Of 62 patients, 5 (8%) developed increased levels of HbA1c after 177Lu-octreotate therapy without any obvious cause, such as subsequent pancreatic surgery. Pancreatic islets express somatostatin receptors, especially the subtype SSTR2a [39]. However, 46% of our patients used somatostatin analogues, such as octreotide, during and/or after therapy. Therefore, besides the possibility of a direct radiation effect as the cause of the observed subtle, but significant increase of mean HbA1c after therapy, long-term treatment with somatostatin analogues could have contributed as well.

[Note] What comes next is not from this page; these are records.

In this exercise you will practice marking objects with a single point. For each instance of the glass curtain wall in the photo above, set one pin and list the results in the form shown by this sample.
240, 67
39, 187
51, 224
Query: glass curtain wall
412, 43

Summarizing, in men 177Lu-octreotate therapy induced transient inhibitory effects on spermatogenesis, but non-SHBG-bound T levels remained unaffected. In the long term, gonadotropin levels decreased significantly in postmenopausal women. Only a small number of patients developed hypothyroidism or elevated levels of HbA1c. No clinically apparent relevant effect was observed on pituitary-adrenal function. Despite temporary and minor hormonal changes, PRRT with 177Lu-octreotate can be regarded as a safe treatment modality with respect to the short- and long-term endocrine function.

We conclude that patients who are treated with 177Lu-octreotate therapy may develop radiation-induced hormone disturbances, some of which have been proven to be temporary and which are in general mild. No severe hormone imbalance was observed and, therefore, 177Lu-octreotate therapy, in terms of endocrine sequelae, can be regarded as safe. However, awareness of the possibility of changes in, and thereby surveillance of, the endocrine status, is important and implicates the necessity of future studies.